Zudem gibt es die Möglichkeit, die Versorgung der Bakterien zu stören. Viele bakterielle Enzyme und Prozesse sind abhängig von Mangan; insbesondere jene, die für die krankmachende Wirkung des Bakteriums und für die Stressbewältigung bei einer Infektion nötig sind. Ohne intakten Mangantransport von den Körperzellen ins Bakterieninnere stellen die Bakterien kein Infektionsrisiko dar. Sieber hat ein Molekül identifiziert, das diesen Mangan-Shuttle-Service in die Bakterienzelle blockieren kann. „Mangan-Entzug ist für die Bakterien wie wenn man einem Auto die Batterie nimmt“, sagt er.

Der Ansatz der Antivirulenz, Bakterien zu entwaffnen statt sie zu töten, bietet zwei Vorteile: Das für die menschliche Gesundheit so wichtige Mikrobiom – die Gesamtheit der Bakterien im Darm – sowie die Hautflora werden nicht zerstört. Zudem bildet sich keine Resistenz. Allerdings wollen Ärzte Bakterien schnell töten statt zu warten, bis das Immunsystem den Kampf für sich entscheidet. „Vielleicht ist für den Anfang die Kombination aus Antivirulenz und Antibiotikum eine gute Lösung“, so Sieber. Bis es soweit ist, braucht es aber noch ein besseres Antibiotika-Management seitens der Ärzte und eine bessere Aufklärung über den Umgang damit bei den Patienten: Ein Antibiotikum sollte nach Anweisung des Arztes eingenommen und nie vorzeitig abgesetzt werden. Reste gehören in den Müll. Wer diese über die Toilette entsorgt, riskiert, dass sich die Substanzen in die Umwelt verbreiten, warnen Experten. Auch das fördert Resistenzen.

Wie Bakterien kommunizieren

Signale Bakterien schütten kontinuierlich kleine Signalmoleküle aus – Späher, die die Umgebungsbedingungen erkunden und herausfinden sollen, ob und wie viele Artgenossen sich in der Umgebung des Bakteriums befinden. Quorum Sensing, kurz QS, heißt dieser Vorgang.
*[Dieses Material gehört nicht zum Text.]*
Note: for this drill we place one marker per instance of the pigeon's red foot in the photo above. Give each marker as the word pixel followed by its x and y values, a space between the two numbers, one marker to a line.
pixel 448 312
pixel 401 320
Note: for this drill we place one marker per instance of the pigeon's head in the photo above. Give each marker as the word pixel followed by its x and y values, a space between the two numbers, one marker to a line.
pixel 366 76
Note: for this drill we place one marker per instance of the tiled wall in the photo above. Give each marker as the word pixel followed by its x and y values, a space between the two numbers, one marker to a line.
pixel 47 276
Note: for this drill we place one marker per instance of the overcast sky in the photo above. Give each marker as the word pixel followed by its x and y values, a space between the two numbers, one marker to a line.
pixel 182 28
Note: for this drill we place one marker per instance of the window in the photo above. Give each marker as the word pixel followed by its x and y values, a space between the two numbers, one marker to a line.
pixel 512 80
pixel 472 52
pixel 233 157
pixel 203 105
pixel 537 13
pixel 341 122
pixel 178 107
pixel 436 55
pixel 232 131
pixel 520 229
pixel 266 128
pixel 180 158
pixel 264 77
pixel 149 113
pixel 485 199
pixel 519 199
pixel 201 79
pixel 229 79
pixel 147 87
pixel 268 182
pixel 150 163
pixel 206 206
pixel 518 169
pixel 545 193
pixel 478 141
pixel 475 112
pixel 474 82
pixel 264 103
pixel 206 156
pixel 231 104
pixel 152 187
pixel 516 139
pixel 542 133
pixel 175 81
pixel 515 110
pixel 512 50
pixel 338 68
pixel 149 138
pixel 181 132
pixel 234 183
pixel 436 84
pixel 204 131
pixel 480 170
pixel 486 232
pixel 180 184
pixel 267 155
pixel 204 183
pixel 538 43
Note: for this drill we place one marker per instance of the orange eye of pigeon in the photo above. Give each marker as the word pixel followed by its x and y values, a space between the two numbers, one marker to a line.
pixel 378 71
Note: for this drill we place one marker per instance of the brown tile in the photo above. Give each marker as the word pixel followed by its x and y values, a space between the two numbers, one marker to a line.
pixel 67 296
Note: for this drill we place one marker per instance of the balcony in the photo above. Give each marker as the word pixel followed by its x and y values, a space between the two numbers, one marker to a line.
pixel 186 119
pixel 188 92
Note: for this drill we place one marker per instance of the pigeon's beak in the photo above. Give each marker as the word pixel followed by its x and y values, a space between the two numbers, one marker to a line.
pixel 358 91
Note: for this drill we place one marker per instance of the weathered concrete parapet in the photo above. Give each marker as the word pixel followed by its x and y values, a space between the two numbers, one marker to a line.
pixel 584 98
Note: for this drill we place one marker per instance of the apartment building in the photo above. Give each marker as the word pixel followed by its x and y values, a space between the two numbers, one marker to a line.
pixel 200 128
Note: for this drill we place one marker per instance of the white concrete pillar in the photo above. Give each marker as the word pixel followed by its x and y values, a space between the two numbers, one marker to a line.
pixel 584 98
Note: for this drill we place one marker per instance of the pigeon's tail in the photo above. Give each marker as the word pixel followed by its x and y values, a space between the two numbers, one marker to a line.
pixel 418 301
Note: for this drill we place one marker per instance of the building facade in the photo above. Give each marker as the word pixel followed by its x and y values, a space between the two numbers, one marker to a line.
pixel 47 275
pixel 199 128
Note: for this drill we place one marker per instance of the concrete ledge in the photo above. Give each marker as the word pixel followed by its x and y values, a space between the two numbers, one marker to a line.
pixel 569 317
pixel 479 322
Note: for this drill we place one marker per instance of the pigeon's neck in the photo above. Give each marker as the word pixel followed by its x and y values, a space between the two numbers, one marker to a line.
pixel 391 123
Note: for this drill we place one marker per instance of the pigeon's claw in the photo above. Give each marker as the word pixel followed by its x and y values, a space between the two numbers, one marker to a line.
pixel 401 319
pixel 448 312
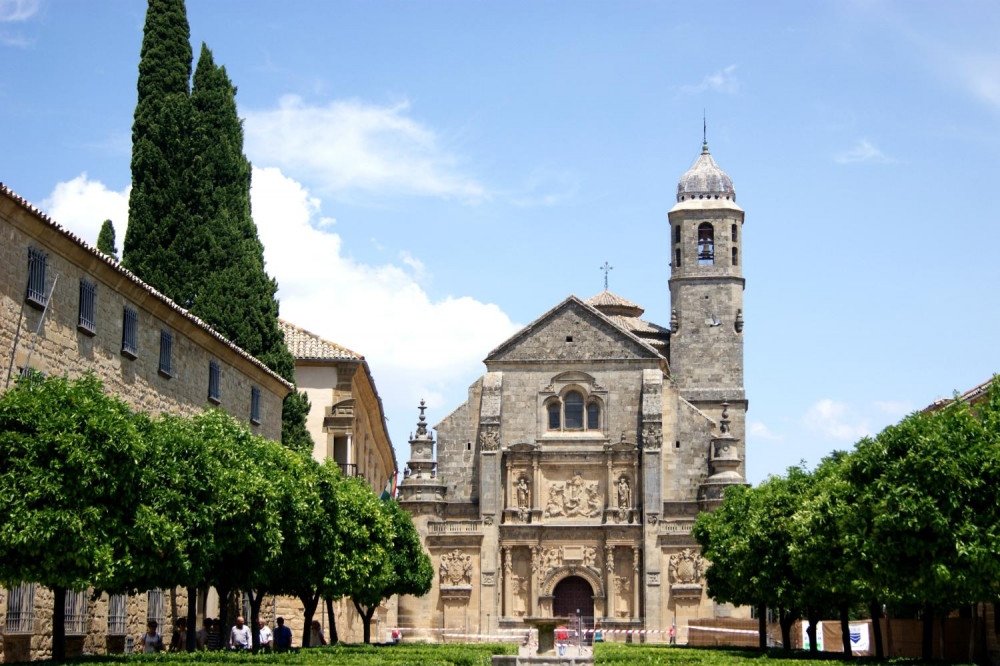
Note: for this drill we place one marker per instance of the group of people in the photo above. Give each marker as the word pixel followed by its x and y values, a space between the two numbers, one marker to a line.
pixel 209 637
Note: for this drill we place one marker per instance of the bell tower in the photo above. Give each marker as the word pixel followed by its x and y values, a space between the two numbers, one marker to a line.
pixel 706 297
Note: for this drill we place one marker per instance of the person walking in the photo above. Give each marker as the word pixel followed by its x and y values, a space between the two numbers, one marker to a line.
pixel 282 636
pixel 239 636
pixel 265 636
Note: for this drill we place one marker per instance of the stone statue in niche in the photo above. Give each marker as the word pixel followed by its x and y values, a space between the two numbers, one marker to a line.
pixel 652 437
pixel 624 493
pixel 523 493
pixel 686 567
pixel 455 569
pixel 489 438
pixel 576 497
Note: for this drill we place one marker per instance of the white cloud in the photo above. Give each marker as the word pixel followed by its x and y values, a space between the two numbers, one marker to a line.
pixel 81 205
pixel 835 420
pixel 417 347
pixel 757 430
pixel 349 146
pixel 863 151
pixel 722 81
pixel 18 10
pixel 894 410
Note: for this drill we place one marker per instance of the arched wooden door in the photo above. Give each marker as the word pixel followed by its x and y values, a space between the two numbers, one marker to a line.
pixel 573 594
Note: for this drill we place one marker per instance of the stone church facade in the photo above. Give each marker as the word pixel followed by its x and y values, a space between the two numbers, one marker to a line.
pixel 569 480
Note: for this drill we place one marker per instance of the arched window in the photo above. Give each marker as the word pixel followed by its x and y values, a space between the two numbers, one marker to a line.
pixel 706 244
pixel 573 408
pixel 554 420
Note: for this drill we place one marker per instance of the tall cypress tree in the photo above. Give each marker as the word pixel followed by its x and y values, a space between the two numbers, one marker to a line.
pixel 160 219
pixel 106 239
pixel 191 234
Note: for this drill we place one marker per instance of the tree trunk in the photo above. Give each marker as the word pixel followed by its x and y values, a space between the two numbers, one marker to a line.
pixel 59 624
pixel 256 598
pixel 223 616
pixel 944 616
pixel 787 619
pixel 972 632
pixel 334 639
pixel 845 631
pixel 192 637
pixel 875 610
pixel 927 637
pixel 812 614
pixel 366 615
pixel 309 602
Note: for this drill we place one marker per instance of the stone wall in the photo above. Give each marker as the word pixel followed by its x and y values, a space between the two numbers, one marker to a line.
pixel 63 348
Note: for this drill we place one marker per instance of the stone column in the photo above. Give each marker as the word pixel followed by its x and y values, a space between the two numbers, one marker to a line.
pixel 637 581
pixel 535 575
pixel 508 597
pixel 609 565
pixel 536 483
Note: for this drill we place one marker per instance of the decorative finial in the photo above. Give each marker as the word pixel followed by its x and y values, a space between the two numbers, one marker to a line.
pixel 422 423
pixel 606 268
pixel 704 133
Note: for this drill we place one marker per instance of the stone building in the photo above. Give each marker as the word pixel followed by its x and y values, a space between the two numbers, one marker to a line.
pixel 66 308
pixel 347 424
pixel 569 480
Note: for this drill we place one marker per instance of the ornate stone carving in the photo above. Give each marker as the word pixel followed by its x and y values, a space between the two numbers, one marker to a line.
pixel 652 435
pixel 455 569
pixel 686 567
pixel 489 438
pixel 576 497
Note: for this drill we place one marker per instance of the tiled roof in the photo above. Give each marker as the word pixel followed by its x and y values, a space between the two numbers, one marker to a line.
pixel 131 277
pixel 306 346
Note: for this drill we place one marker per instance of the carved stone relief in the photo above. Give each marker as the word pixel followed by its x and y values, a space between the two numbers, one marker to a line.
pixel 652 435
pixel 574 498
pixel 686 567
pixel 489 438
pixel 455 569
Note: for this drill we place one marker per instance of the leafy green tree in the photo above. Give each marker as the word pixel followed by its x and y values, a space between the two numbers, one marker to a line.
pixel 409 569
pixel 181 480
pixel 70 483
pixel 928 486
pixel 747 540
pixel 106 239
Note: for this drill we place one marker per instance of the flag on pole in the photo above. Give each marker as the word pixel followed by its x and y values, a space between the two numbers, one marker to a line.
pixel 390 488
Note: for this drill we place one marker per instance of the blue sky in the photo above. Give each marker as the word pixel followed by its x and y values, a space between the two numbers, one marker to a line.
pixel 430 176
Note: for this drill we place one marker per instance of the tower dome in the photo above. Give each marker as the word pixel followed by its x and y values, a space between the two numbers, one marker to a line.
pixel 705 180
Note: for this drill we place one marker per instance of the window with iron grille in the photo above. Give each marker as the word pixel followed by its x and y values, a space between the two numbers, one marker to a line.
pixel 214 382
pixel 156 609
pixel 21 609
pixel 117 614
pixel 87 321
pixel 255 405
pixel 76 613
pixel 130 333
pixel 166 349
pixel 37 263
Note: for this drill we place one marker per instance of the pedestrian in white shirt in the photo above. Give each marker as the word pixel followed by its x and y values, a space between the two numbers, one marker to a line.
pixel 239 636
pixel 266 637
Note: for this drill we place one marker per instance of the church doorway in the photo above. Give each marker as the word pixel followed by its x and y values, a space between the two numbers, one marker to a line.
pixel 573 594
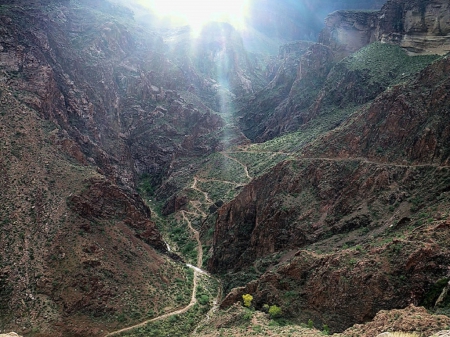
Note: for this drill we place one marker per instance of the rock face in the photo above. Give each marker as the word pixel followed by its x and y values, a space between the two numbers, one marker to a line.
pixel 88 105
pixel 351 286
pixel 420 27
pixel 410 119
pixel 376 172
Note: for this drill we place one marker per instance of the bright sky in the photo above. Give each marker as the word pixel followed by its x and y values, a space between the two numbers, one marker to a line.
pixel 198 12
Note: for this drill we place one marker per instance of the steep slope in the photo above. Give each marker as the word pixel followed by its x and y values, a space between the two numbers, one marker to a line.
pixel 419 26
pixel 89 104
pixel 71 239
pixel 324 88
pixel 378 182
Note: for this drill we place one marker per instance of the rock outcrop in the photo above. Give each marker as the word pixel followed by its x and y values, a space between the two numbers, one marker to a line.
pixel 376 175
pixel 352 286
pixel 419 26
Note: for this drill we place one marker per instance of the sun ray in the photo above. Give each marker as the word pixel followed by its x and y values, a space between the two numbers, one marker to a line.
pixel 198 12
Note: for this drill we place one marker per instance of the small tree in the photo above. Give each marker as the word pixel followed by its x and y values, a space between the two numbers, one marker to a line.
pixel 247 300
pixel 275 311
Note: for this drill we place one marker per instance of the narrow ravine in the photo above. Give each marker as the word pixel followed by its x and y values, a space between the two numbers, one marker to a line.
pixel 197 271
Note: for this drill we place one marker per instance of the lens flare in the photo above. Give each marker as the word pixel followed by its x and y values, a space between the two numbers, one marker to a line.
pixel 198 12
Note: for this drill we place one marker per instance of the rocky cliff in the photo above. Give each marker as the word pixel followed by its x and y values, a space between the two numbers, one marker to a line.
pixel 89 103
pixel 376 181
pixel 420 27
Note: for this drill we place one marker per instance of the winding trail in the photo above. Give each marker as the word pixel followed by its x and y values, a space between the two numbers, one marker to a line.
pixel 193 301
pixel 194 187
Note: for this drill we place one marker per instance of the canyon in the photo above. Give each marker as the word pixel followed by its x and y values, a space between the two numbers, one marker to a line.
pixel 315 179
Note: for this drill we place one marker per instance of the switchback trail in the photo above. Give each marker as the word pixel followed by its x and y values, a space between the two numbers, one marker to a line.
pixel 193 301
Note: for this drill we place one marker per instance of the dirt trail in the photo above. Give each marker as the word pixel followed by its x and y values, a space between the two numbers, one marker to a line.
pixel 193 301
pixel 197 238
pixel 173 313
pixel 194 187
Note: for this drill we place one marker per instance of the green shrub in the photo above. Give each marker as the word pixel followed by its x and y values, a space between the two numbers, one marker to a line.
pixel 275 311
pixel 247 298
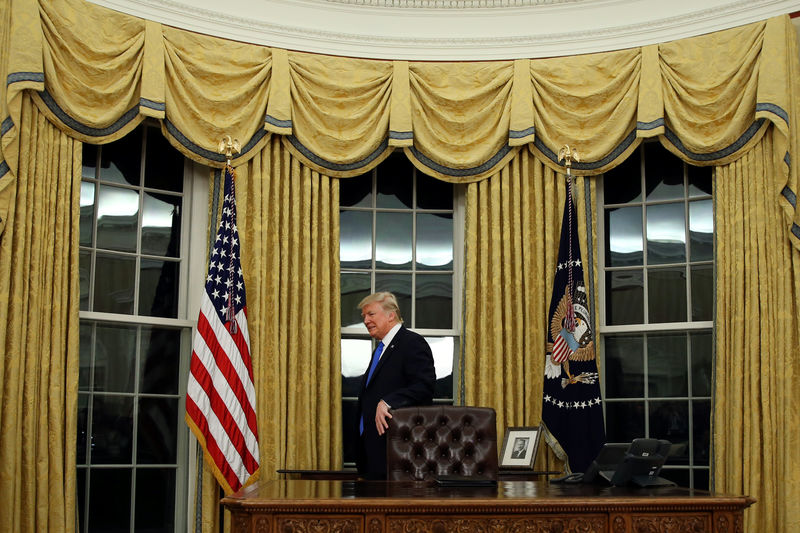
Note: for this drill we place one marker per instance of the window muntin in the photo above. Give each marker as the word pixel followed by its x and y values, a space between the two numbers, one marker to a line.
pixel 656 324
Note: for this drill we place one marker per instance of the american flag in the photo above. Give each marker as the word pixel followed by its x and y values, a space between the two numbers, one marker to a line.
pixel 220 396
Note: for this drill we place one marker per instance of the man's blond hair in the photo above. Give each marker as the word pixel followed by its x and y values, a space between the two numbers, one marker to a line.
pixel 387 300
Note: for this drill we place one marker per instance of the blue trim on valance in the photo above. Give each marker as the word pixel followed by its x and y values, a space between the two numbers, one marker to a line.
pixel 461 172
pixel 401 135
pixel 16 77
pixel 519 134
pixel 51 104
pixel 152 104
pixel 337 166
pixel 269 119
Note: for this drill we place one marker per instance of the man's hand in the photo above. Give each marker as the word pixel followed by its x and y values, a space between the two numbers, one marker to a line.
pixel 381 414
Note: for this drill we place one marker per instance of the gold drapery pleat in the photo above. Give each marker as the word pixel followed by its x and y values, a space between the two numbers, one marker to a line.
pixel 707 98
pixel 513 224
pixel 39 333
pixel 756 393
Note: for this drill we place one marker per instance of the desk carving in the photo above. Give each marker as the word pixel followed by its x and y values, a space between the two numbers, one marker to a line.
pixel 327 506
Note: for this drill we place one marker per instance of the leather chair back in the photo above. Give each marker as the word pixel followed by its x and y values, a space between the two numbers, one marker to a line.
pixel 423 442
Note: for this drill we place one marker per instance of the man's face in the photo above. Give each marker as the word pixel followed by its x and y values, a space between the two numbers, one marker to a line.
pixel 377 320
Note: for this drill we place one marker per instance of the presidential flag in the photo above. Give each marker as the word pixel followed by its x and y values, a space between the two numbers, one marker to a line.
pixel 572 411
pixel 220 396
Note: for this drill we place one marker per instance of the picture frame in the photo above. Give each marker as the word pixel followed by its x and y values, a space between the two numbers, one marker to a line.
pixel 520 445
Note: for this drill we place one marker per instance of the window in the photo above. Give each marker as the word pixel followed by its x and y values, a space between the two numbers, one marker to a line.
pixel 134 335
pixel 657 318
pixel 399 232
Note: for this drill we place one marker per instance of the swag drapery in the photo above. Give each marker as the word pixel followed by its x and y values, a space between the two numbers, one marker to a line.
pixel 304 119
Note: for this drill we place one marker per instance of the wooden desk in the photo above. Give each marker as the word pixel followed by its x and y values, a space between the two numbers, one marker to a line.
pixel 335 506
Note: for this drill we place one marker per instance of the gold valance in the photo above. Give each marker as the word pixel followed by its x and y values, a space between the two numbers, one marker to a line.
pixel 97 73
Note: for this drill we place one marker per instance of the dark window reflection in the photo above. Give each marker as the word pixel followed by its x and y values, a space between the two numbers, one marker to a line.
pixel 663 173
pixel 395 182
pixel 157 431
pixel 161 352
pixel 624 366
pixel 110 500
pixel 624 297
pixel 163 167
pixel 623 183
pixel 121 161
pixel 112 430
pixel 155 500
pixel 356 191
pixel 666 297
pixel 624 421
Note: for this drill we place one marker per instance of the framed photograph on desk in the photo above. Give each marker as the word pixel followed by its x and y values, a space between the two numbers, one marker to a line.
pixel 519 447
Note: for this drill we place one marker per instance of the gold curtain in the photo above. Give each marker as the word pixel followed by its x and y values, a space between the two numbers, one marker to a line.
pixel 756 393
pixel 39 299
pixel 513 224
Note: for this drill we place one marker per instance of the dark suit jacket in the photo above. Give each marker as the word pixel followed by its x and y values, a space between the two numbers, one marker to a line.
pixel 404 377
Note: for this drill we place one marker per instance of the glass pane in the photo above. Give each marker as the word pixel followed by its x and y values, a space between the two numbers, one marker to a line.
pixel 393 240
pixel 355 239
pixel 666 295
pixel 355 286
pixel 87 213
pixel 155 500
pixel 701 230
pixel 85 275
pixel 435 241
pixel 663 173
pixel 114 358
pixel 395 181
pixel 624 421
pixel 702 363
pixel 443 349
pixel 701 426
pixel 433 193
pixel 667 370
pixel 666 234
pixel 702 292
pixel 356 354
pixel 670 420
pixel 89 161
pixel 400 286
pixel 163 166
pixel 158 288
pixel 114 281
pixel 161 352
pixel 624 366
pixel 349 425
pixel 121 161
pixel 434 301
pixel 356 192
pixel 624 236
pixel 85 358
pixel 699 181
pixel 161 225
pixel 623 183
pixel 110 500
pixel 117 218
pixel 112 429
pixel 624 297
pixel 157 431
pixel 83 423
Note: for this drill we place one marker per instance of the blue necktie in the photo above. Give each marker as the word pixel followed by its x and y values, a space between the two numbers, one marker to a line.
pixel 376 356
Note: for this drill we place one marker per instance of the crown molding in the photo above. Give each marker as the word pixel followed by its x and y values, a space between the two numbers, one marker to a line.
pixel 453 30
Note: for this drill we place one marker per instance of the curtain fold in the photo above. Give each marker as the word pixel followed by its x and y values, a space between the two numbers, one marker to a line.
pixel 513 223
pixel 39 332
pixel 756 394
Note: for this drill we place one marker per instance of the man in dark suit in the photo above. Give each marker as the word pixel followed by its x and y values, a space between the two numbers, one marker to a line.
pixel 400 374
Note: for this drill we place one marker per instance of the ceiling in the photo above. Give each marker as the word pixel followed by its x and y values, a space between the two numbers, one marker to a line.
pixel 452 30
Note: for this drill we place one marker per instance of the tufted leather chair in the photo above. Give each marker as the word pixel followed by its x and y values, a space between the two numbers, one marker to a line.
pixel 423 442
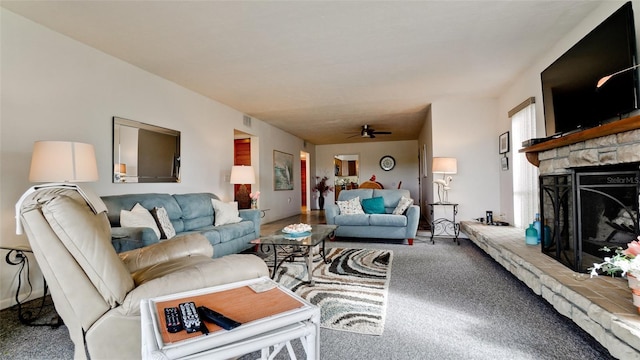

Offensive Quorum steht für jene kritische Bakterienzahl, die die Mikroorganismen brauchen, um eine erfolgreiche Offensive auf den Organismus zu starten. Überschreitet die Signalstoffkonzentration in ihrer Umgebung einen bestimmten Schwellenwert, signalisiert dies den Bakterien, dass das Quorum erreicht ist. Dann schalten sie vom Versteck- auf den Angriffsmodus, der durch die große Zahl an Mitstreitern gute Erfolgsaussichten bietet.